You'll see what you want when you want

By Jennifer Davies
STAFF WRITER

April 17, 2002

In the future, when you ask what's on TV, the answer may be: anything you want.

At least that's what Cox Communications and other cable companies are planning.

Cox is taking the first step toward that future today when it launches a video-on-demand service to some 170,000 digital cable customers in San Diego County. It is the first market for Cox's new service.

With video-on-demand, customers can choose from hundreds of movie titles including such comedy classics as "Caddy Shack" as well as recent releases such as the Anthony Hopkins' "Hearts in Atlantis."

The service is unlike Cox's pay-per-view offering, which only has a few movies that play at set times. For $3.95, video-on-demand customers can download a movie and watch it at any time in a 24-hour period, even rewinding, pausing and fast-forwarding as needed. The service essentially transforms the cable set-top box into a VCR.

"Whenever we've surveyed people about what they want, the message always came back the same," said Art Reynolds, Cox's vice president of marketing for San Diego. "I want to watch what I want to watch when I want to watch it."

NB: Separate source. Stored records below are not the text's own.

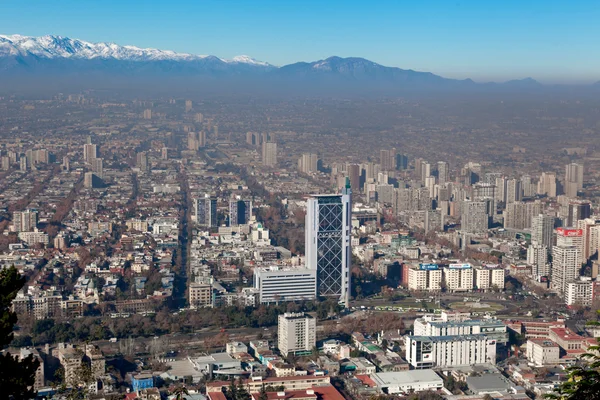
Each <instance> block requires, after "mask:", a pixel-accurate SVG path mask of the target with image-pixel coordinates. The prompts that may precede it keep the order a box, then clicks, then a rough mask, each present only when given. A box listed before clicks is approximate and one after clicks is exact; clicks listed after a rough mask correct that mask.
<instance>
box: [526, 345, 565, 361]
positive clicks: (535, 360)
mask: <svg viewBox="0 0 600 400" xmlns="http://www.w3.org/2000/svg"><path fill="white" fill-rule="evenodd" d="M527 360H528V361H529V362H531V363H533V364H534V365H535V366H536V367H543V366H546V365H555V364H559V363H560V347H559V346H558V344H556V343H555V342H553V341H552V340H550V339H529V340H528V341H527Z"/></svg>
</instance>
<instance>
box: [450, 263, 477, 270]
mask: <svg viewBox="0 0 600 400" xmlns="http://www.w3.org/2000/svg"><path fill="white" fill-rule="evenodd" d="M448 268H450V269H469V268H471V264H469V263H464V264H449V265H448Z"/></svg>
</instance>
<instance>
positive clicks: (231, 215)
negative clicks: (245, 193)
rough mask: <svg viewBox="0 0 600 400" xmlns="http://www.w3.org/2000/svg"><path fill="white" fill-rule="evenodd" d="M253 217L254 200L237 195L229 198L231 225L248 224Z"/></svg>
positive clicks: (242, 224) (229, 209) (229, 219)
mask: <svg viewBox="0 0 600 400" xmlns="http://www.w3.org/2000/svg"><path fill="white" fill-rule="evenodd" d="M250 217H252V200H249V199H242V197H241V196H235V197H233V198H231V199H229V226H237V225H246V224H248V223H250Z"/></svg>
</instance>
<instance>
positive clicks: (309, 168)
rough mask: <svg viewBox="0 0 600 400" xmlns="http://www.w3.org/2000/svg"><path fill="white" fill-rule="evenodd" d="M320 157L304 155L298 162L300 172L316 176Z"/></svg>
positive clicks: (300, 157)
mask: <svg viewBox="0 0 600 400" xmlns="http://www.w3.org/2000/svg"><path fill="white" fill-rule="evenodd" d="M318 164H319V156H317V155H316V154H313V153H304V154H302V156H301V157H300V159H299V160H298V170H299V171H300V172H302V173H303V174H314V173H315V172H317V168H318Z"/></svg>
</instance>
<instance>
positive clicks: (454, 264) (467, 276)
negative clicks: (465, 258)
mask: <svg viewBox="0 0 600 400" xmlns="http://www.w3.org/2000/svg"><path fill="white" fill-rule="evenodd" d="M443 271H444V281H445V283H446V289H447V290H449V291H451V292H467V291H471V290H473V268H472V267H471V264H468V263H466V264H450V265H448V267H447V268H444V270H443Z"/></svg>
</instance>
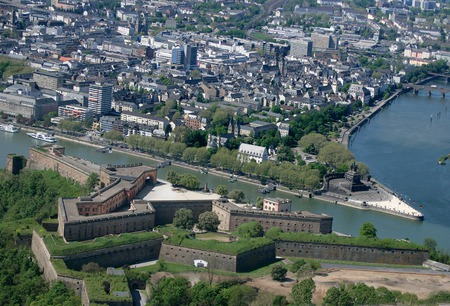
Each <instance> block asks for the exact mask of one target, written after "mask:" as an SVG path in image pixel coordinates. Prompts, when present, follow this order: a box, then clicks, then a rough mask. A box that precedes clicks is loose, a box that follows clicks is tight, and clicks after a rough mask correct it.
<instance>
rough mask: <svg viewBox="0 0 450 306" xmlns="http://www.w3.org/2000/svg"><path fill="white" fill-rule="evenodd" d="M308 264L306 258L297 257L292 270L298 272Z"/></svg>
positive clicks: (295, 272) (291, 270) (293, 271)
mask: <svg viewBox="0 0 450 306" xmlns="http://www.w3.org/2000/svg"><path fill="white" fill-rule="evenodd" d="M305 264H306V261H305V260H304V259H297V260H296V261H294V263H293V264H292V266H291V272H293V273H297V271H298V270H299V269H300V268H301V267H303V266H304V265H305Z"/></svg>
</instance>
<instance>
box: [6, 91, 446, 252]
mask: <svg viewBox="0 0 450 306" xmlns="http://www.w3.org/2000/svg"><path fill="white" fill-rule="evenodd" d="M411 99H419V100H420V99H424V100H425V101H427V102H431V103H424V108H425V110H417V111H414V109H415V108H412V110H411V111H407V112H418V113H422V114H425V117H426V114H428V117H427V120H429V117H430V115H429V114H431V113H437V111H438V110H440V109H444V108H445V105H446V103H447V102H448V98H446V99H445V102H444V100H443V99H441V98H440V97H434V96H433V97H431V98H428V97H424V96H420V95H419V96H418V97H415V96H412V95H405V96H403V97H400V98H399V99H398V100H397V101H396V102H395V103H394V104H393V105H392V106H390V107H389V108H387V109H386V110H384V111H383V112H381V113H380V114H378V115H377V116H376V117H375V118H374V119H373V120H372V121H371V123H370V124H368V125H366V126H364V127H363V128H362V129H361V131H360V132H358V134H356V136H354V138H355V139H354V141H353V144H352V146H351V149H352V151H354V154H355V155H356V156H357V157H358V159H360V160H361V161H363V162H365V163H367V164H368V165H369V166H370V167H371V171H372V173H373V175H374V177H376V178H377V179H378V180H379V181H380V182H382V183H386V184H387V185H389V186H395V189H396V190H398V191H403V192H404V193H406V194H407V195H409V196H411V198H414V199H417V201H419V202H420V203H423V206H424V209H423V212H424V214H425V221H424V222H420V221H412V220H408V219H404V218H400V217H395V216H391V215H388V214H383V213H379V212H372V211H361V210H358V209H353V208H349V207H345V206H340V205H335V204H331V203H328V202H323V201H320V200H316V199H308V198H297V197H295V196H293V195H289V194H286V193H282V192H280V191H276V192H274V193H271V194H270V195H269V196H270V197H276V196H278V197H283V198H290V199H291V200H292V201H293V210H307V211H311V212H314V213H325V214H328V215H331V216H333V217H334V222H333V230H334V231H337V232H341V233H346V234H351V235H354V236H355V235H358V231H359V228H360V227H361V225H362V224H363V223H364V222H371V223H373V224H374V225H375V227H376V228H377V230H378V236H379V237H380V238H388V237H389V238H401V239H403V238H408V239H410V240H412V241H415V242H418V243H422V242H423V240H424V238H427V237H432V238H434V239H435V240H436V241H437V242H438V246H439V247H440V248H442V249H445V250H447V251H450V239H448V238H447V237H446V234H447V233H449V230H450V225H449V224H447V223H446V220H447V218H448V216H449V211H450V203H445V201H443V202H444V204H446V205H441V204H435V205H441V208H440V209H437V210H434V209H435V208H434V207H433V206H432V205H431V200H430V196H431V195H427V194H426V192H427V190H428V189H427V187H423V188H421V189H420V190H422V191H424V193H423V194H422V193H421V196H420V197H419V196H418V195H417V194H416V193H413V192H410V190H415V191H419V190H418V188H417V185H418V184H422V183H423V182H425V183H427V182H430V181H429V180H428V179H427V177H425V178H423V179H420V177H419V178H418V180H415V177H414V176H412V175H410V174H406V173H403V168H408V166H410V167H412V168H415V170H416V171H417V173H425V172H424V170H423V169H422V167H429V168H434V170H435V171H437V173H438V174H439V175H440V177H447V180H445V181H439V180H438V181H439V182H440V183H439V185H438V186H436V189H431V190H430V191H431V193H432V195H433V196H434V195H437V194H438V192H437V191H436V190H439V192H440V193H447V196H446V199H450V196H449V195H448V193H449V192H450V188H447V186H448V184H447V183H448V176H446V175H445V174H446V173H447V171H448V170H449V167H450V165H449V166H440V167H438V166H437V165H436V161H437V158H439V157H440V156H441V155H443V154H444V153H450V145H449V142H450V139H449V140H447V141H446V142H439V141H436V146H439V145H440V151H439V154H437V155H436V156H434V155H433V156H431V157H429V158H428V160H426V159H425V158H423V157H419V156H417V159H416V158H412V160H413V162H410V159H409V157H410V154H411V152H416V151H419V150H420V149H421V148H422V147H426V146H429V144H428V142H427V140H428V139H427V137H426V136H424V137H425V138H424V140H423V141H424V143H419V144H418V146H419V147H421V148H416V147H414V145H413V144H409V142H406V141H405V147H407V148H409V151H406V152H404V154H405V156H400V158H399V159H395V160H394V158H393V157H390V156H391V155H392V156H397V155H396V154H394V153H393V150H394V148H393V147H396V145H395V144H396V143H398V142H401V141H400V140H401V139H403V138H399V139H397V140H395V137H394V136H395V135H397V131H396V133H393V132H392V130H391V129H389V128H388V127H386V129H387V133H388V134H389V136H390V137H389V139H391V138H392V139H393V140H392V141H393V144H394V145H393V144H390V143H388V142H387V140H385V141H386V142H383V141H379V142H375V141H374V140H372V141H368V140H367V139H368V137H369V136H371V137H372V136H374V135H380V137H381V138H382V137H383V136H381V135H382V133H381V132H379V127H377V125H381V126H385V125H386V123H384V120H387V119H384V118H385V117H388V118H389V117H392V116H394V118H396V119H397V120H401V121H402V122H403V124H398V128H396V130H397V129H399V130H400V129H403V130H407V131H410V133H411V134H416V133H417V132H416V130H422V129H423V128H421V126H417V127H415V126H416V124H417V125H420V121H418V120H414V121H408V122H407V123H406V124H405V122H406V121H407V120H408V119H407V117H404V118H403V117H398V116H399V115H398V114H397V113H400V114H401V113H403V111H402V108H403V107H408V106H409V107H411V106H412V105H413V103H412V101H410V100H411ZM403 100H405V101H410V103H409V104H408V103H405V105H403V104H404V102H402V101H403ZM415 104H416V103H414V105H415ZM434 104H436V105H438V106H439V107H436V108H433V107H432V105H434ZM448 116H449V117H448V118H450V112H449V114H448ZM402 118H403V119H402ZM445 118H447V117H446V116H444V114H442V117H441V119H440V122H444V120H445ZM447 121H449V120H448V119H447ZM378 122H380V123H378ZM449 122H450V121H449ZM427 123H428V124H429V122H427ZM434 126H436V128H434ZM438 127H439V122H436V123H434V122H433V129H438ZM426 128H428V126H427V125H425V129H426ZM448 130H449V129H448V128H445V129H444V128H442V129H439V131H441V133H440V134H442V137H443V138H445V136H446V135H445V132H444V131H448ZM389 131H390V133H389ZM380 133H381V134H380ZM405 133H407V132H405ZM398 135H399V137H403V136H401V135H402V134H401V133H400V131H398ZM413 138H414V137H413ZM0 143H3V144H4V145H3V146H0V168H4V167H5V163H6V154H8V153H16V154H22V155H25V156H28V150H29V148H30V147H31V146H35V145H38V144H42V143H40V142H39V141H37V140H34V139H31V138H29V137H28V136H27V135H26V134H25V133H24V132H23V131H22V132H20V133H18V134H10V133H5V132H1V133H0ZM58 144H59V145H62V146H65V147H66V154H67V155H72V156H77V157H80V158H85V159H87V160H91V161H93V162H96V163H98V164H107V163H110V164H126V163H134V162H143V163H144V164H147V165H154V164H155V162H153V161H151V160H147V159H143V158H141V157H137V156H133V155H129V154H125V153H120V152H113V153H111V154H108V153H104V154H102V153H99V152H96V151H95V148H93V147H90V146H88V145H83V144H78V143H74V142H70V141H65V140H59V141H58ZM383 150H384V151H385V153H384V154H386V155H387V156H389V157H390V158H384V157H383V155H382V154H383V153H382V151H383ZM428 150H430V149H429V148H428ZM447 150H448V152H447ZM430 151H431V150H430ZM377 152H378V153H377ZM414 154H416V153H414ZM430 154H431V152H430ZM431 155H432V154H431ZM379 156H380V158H378V157H379ZM414 156H416V155H414ZM406 157H408V160H407V159H406ZM384 159H390V161H391V162H392V164H391V166H390V167H386V166H385V165H384V164H383V160H384ZM403 162H405V163H404V166H401V165H399V163H403ZM170 169H174V170H177V171H182V172H190V173H193V174H196V175H197V176H198V177H199V178H200V180H201V182H202V185H203V184H204V183H205V182H207V183H208V186H209V187H210V188H214V187H215V186H217V185H219V184H225V185H227V186H228V188H229V190H232V189H241V190H243V191H244V192H245V195H246V198H247V200H249V201H251V202H255V200H256V198H257V197H258V196H260V194H259V193H258V192H257V188H258V187H257V186H255V185H252V184H248V183H244V182H239V181H238V182H235V183H230V182H228V179H227V178H222V177H217V176H214V175H211V174H207V175H203V174H200V172H199V171H198V170H195V169H193V170H188V169H184V168H180V167H176V166H169V167H166V168H164V169H160V170H159V173H158V176H159V177H160V178H162V179H165V176H166V173H167V171H168V170H170ZM386 169H389V170H386ZM397 169H402V170H401V171H398V170H397ZM394 174H395V175H401V176H400V177H396V176H392V175H394ZM419 179H420V180H419ZM418 182H419V183H418ZM409 184H411V185H409ZM408 188H409V189H408ZM433 203H434V202H433ZM439 203H440V202H439ZM445 214H446V215H445Z"/></svg>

Video-on-demand is seen as critical both for Cox and the cable industry as they try to attract and retain customers for high-end digital television. Since 1996, the cable industry has invested $55 billion to build fiber-optic networks capable of offering services such as high-speed Internet and digital television.

Digital cable has been a growth business, with 21 percent of all cable television customers paying extra for the service. Cox estimates that 31 percent of its customers now subscribe to digital cable.

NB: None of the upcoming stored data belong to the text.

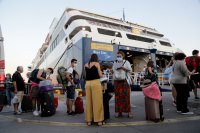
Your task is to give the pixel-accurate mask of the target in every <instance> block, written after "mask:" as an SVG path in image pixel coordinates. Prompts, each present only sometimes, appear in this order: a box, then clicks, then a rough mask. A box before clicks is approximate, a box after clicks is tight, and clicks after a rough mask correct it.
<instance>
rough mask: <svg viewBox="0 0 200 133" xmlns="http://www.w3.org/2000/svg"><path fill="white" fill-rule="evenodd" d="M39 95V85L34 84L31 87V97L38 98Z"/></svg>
mask: <svg viewBox="0 0 200 133" xmlns="http://www.w3.org/2000/svg"><path fill="white" fill-rule="evenodd" d="M39 95H40V88H39V86H34V87H33V88H32V98H38V97H39Z"/></svg>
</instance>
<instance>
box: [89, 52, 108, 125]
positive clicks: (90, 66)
mask: <svg viewBox="0 0 200 133" xmlns="http://www.w3.org/2000/svg"><path fill="white" fill-rule="evenodd" d="M85 74H86V75H85V78H86V85H85V88H86V114H85V120H86V122H87V125H88V126H90V125H91V123H92V122H95V123H97V124H98V125H99V126H101V125H103V124H104V122H103V120H104V111H103V93H102V86H101V82H100V77H102V71H101V69H100V64H99V61H98V56H97V55H96V54H92V55H91V58H90V61H89V62H88V63H86V64H85Z"/></svg>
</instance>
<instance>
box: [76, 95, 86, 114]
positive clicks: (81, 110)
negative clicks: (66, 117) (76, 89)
mask: <svg viewBox="0 0 200 133" xmlns="http://www.w3.org/2000/svg"><path fill="white" fill-rule="evenodd" d="M83 112H84V108H83V99H82V98H81V97H77V98H76V100H75V113H76V114H81V113H83Z"/></svg>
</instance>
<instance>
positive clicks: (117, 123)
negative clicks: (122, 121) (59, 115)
mask: <svg viewBox="0 0 200 133" xmlns="http://www.w3.org/2000/svg"><path fill="white" fill-rule="evenodd" d="M0 118H7V119H10V120H15V121H17V122H19V123H21V122H23V123H29V124H40V125H41V124H42V125H52V126H73V127H80V126H81V127H83V126H86V123H69V122H50V121H41V120H29V119H23V118H17V117H14V116H4V115H0ZM195 120H200V116H191V117H183V118H173V119H165V120H164V121H163V122H159V123H154V122H151V121H136V122H111V123H106V125H104V126H105V127H116V126H117V127H119V126H121V127H122V126H139V125H154V124H170V123H178V122H185V121H195Z"/></svg>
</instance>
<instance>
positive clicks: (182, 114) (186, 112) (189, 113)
mask: <svg viewBox="0 0 200 133" xmlns="http://www.w3.org/2000/svg"><path fill="white" fill-rule="evenodd" d="M181 114H182V115H193V114H194V113H193V112H186V113H181Z"/></svg>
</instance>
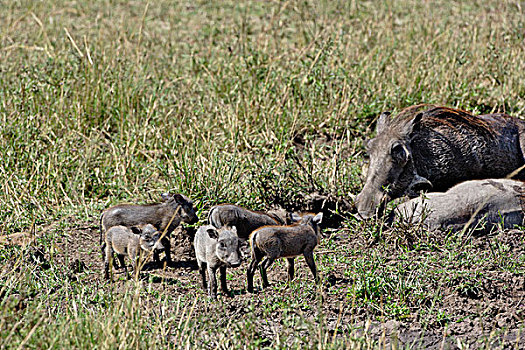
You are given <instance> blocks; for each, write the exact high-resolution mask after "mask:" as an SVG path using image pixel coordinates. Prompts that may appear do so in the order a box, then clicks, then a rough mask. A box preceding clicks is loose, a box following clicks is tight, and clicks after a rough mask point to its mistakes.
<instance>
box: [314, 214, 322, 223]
mask: <svg viewBox="0 0 525 350" xmlns="http://www.w3.org/2000/svg"><path fill="white" fill-rule="evenodd" d="M312 221H313V222H315V223H316V224H318V225H319V224H320V223H321V221H323V213H322V212H321V213H319V214H317V215H316V216H314V218H313V219H312Z"/></svg>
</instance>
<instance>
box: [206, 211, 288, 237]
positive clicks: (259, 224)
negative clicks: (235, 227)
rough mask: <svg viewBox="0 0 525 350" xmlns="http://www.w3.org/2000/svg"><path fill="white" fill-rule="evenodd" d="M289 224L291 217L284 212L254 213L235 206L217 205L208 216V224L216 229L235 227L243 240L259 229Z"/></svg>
mask: <svg viewBox="0 0 525 350" xmlns="http://www.w3.org/2000/svg"><path fill="white" fill-rule="evenodd" d="M287 223H291V215H290V214H289V213H287V212H286V211H284V210H269V211H267V212H262V211H252V210H248V209H246V208H243V207H239V206H238V205H234V204H220V205H216V206H215V207H213V208H211V209H210V212H209V214H208V224H210V225H212V226H214V227H216V228H221V227H233V226H235V227H236V228H237V235H238V236H239V238H240V239H243V240H247V239H248V237H249V236H250V233H252V232H253V230H255V229H258V228H259V227H262V226H267V225H286V224H287Z"/></svg>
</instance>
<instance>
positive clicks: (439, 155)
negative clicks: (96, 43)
mask: <svg viewBox="0 0 525 350" xmlns="http://www.w3.org/2000/svg"><path fill="white" fill-rule="evenodd" d="M524 130H525V121H522V120H520V119H517V118H512V117H510V116H508V115H505V114H488V115H480V116H477V117H476V116H473V115H471V114H469V113H467V112H465V111H462V110H459V109H452V108H447V107H436V106H432V105H417V106H413V107H410V108H407V109H405V110H403V111H402V112H401V113H400V114H399V115H397V116H396V117H395V118H392V119H391V118H390V114H389V113H383V114H381V116H380V118H379V120H378V122H377V135H376V137H375V138H373V139H371V140H370V141H369V142H368V144H367V147H366V148H367V152H368V154H369V155H370V166H369V169H368V174H367V178H366V183H365V186H364V187H363V190H362V191H361V193H359V194H358V195H357V197H356V200H355V204H356V207H357V210H358V212H359V215H360V216H361V217H362V218H369V217H371V216H373V215H374V214H375V211H376V208H377V207H378V206H379V208H380V209H381V207H382V205H383V204H384V203H385V202H387V201H388V200H391V199H395V198H398V197H401V196H404V195H409V196H411V197H414V196H416V195H417V192H419V191H420V190H428V189H432V190H433V191H446V190H447V189H449V188H450V187H452V186H453V185H455V184H457V183H459V182H462V181H466V180H474V179H485V178H504V177H506V176H507V175H509V174H510V173H512V172H513V171H515V170H516V169H518V168H520V167H521V166H523V165H524V164H525V160H524V154H525V132H524ZM523 174H524V172H520V174H519V175H518V176H517V177H516V178H518V179H523V178H524V176H523Z"/></svg>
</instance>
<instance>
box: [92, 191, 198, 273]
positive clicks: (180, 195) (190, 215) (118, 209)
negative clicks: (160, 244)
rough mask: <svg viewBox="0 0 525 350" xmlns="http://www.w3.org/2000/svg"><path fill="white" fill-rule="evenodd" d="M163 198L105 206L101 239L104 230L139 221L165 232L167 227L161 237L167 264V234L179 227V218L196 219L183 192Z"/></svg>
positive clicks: (168, 236) (167, 262)
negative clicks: (131, 203)
mask: <svg viewBox="0 0 525 350" xmlns="http://www.w3.org/2000/svg"><path fill="white" fill-rule="evenodd" d="M162 199H163V201H162V202H161V203H155V204H145V205H133V204H119V205H116V206H114V207H111V208H108V209H106V210H105V211H104V212H103V213H102V216H101V218H100V224H101V228H100V234H101V240H102V234H103V232H105V231H107V230H108V229H109V228H111V227H113V226H117V225H122V226H126V227H131V226H135V225H140V224H151V225H153V226H155V227H156V228H157V229H158V230H159V231H160V232H164V230H166V228H167V232H166V236H165V237H164V238H163V239H162V245H163V246H164V250H165V253H166V263H167V264H168V265H170V264H171V255H170V250H171V244H170V240H169V237H170V233H171V232H172V231H173V230H174V229H175V228H176V227H177V226H179V224H180V222H181V221H183V222H186V223H189V224H194V223H196V222H197V221H198V220H199V219H198V217H197V214H196V213H195V209H194V208H193V202H192V201H191V199H189V198H188V197H186V196H185V195H182V194H169V193H163V194H162ZM172 218H173V220H172ZM170 221H171V224H170ZM168 224H169V227H168ZM155 261H159V256H158V252H155Z"/></svg>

But several companies, such as Charter Communications and Comcast Corp., have warned of a slowdown in subscriptions.

To pump up demand, cable companies are introducing video-on-demand service. Comcast recently launched service to 222,000 digital cable customers in southern New Jersey.

"Most of the cable companies feel that video-on-demand is an important factor in signing up new customers," said Mark Kersey, an industry analyst for ARS Inc., a La Jolla market research firm.

Video-on-demand also could help Cox siphon business from satellite TV companies, as well as local video stores. Even prime-time programming might be affected, because video-on-demand could change the way people watch television, Reynolds said.

In the future, customers will be able to pay to watch the shows they want, such as "The Sopranos" and "Sex and the City," whenever they want and won't be beholden to pre-set times. Already past episodes of Comedy Central's ribald cartoon "South Park" are available.

"It's the end of network prime-time schedules as we know them," Reynolds said.

For video stores, the new service could be a real-life horror movie as cable companies slash into their profits, industry insiders say.

"The cable companies would certainly like to think that the way to position video-on-demand is the need to get rid of the hassle of running to Blockbuster," Kersey said.

But don't write the obituary for the local video store just yet. Cox's video-on-demand service has only 150 to 200 movie titles, many of them obscure. That's partly because three major studios still haven't made deals to provide movies to the service.

"It is going to take a while for Cox and the other cable companies to get a nice selection of movies that people will actually be willing to pay for," Kersey said.